Told by Yang Xiu-gong.
Yang Xiu-gong was not able to say exactly in what sense the orphan lad was the tiger’s grandson, beyond affirming that he was the tiger’s "real" grandson. In Miao society, however, an adopted child would be described as a "real" son, just as a natural child would be, so that the relationship in the story remains open to speculation, with a number of possibilities. The tiger might merely have adopted the boy, enticing him away from his family without permission, as he later took the girl away by force. It could be that the tiger was indeed the boy’s natural grandfather, who, for some reason, had turned into a tiger. There are many examples of such transformations in the songs and stories, but they are normally only temporary and the person usually changes back to human form fairly soon. That does not happen in this story. Possibly the boy’s father was the child of a union between the tiger and a woman whom the tiger had abducted to be his consort. However, this would require the tiger to be a good bit older than he apparently was, and in the other example we have of such a union, the offspring were tigers not humans. (See M481) Could the tiger have been a reincarnation of the boy’s dead grandfather? Perhaps, but transmigration does not figure in any of the songs, and it is not found in any of the accounts which deal with the worship of the ancestors. Of all the possibilities, the first, adoption, seems the most likely.
In the course of the negotiations which took place to fix a marriage settlement, or the reparation to be paid in the case of divorce, the middlemen used conventional code words and avoided actually naming cattle, sheep, goats, etc.
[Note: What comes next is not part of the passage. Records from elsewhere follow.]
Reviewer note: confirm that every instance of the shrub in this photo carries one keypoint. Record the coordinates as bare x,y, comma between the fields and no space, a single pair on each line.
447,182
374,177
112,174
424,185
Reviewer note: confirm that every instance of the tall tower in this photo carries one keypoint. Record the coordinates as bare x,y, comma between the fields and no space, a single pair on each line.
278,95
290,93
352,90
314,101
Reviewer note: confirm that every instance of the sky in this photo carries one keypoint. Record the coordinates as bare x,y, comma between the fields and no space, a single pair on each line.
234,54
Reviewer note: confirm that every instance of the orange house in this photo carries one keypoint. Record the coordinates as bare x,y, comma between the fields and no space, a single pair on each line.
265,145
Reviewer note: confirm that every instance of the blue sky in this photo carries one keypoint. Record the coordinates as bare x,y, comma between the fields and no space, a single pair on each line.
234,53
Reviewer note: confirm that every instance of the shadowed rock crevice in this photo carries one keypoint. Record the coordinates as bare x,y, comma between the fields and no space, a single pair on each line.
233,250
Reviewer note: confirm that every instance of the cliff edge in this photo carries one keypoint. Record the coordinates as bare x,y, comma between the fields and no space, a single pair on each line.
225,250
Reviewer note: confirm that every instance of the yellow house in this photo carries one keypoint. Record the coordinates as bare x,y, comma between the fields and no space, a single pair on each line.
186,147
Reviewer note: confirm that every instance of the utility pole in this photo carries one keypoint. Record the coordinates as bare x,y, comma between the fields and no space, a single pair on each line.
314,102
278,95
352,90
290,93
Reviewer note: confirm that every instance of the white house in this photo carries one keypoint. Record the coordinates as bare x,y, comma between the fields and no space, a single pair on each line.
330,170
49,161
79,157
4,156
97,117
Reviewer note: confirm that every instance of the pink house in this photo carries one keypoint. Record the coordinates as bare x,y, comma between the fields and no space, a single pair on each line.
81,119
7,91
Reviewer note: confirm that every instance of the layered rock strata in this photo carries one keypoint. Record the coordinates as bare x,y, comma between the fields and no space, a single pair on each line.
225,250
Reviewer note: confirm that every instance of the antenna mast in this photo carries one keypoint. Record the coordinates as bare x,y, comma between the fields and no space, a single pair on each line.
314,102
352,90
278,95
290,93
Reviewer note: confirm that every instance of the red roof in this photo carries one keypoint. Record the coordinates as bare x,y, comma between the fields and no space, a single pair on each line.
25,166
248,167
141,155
The reference to the dog in this story as "a little white wine" is a further example of this kind of circumlocution.
The girl whom the tiger seized was already married, and Hmao-nji-ve was her husband’s home. When she turned up again in her own home, married to someone else, the family from Hmao-nji-ve came, ostensibly to take her back, but actually to claim repayment of the marriage settlement together with reparation for the broken marriage. In the case of a divorce such matters would be talked over by the middlemen and an agreement reached. This would be ratified by the exchange of ploughshares by the parties concerned. This explains why, in this story, the signal to the tiger that there was trouble over the previous marriage, was a ploughshare hoisted to the gable of the house.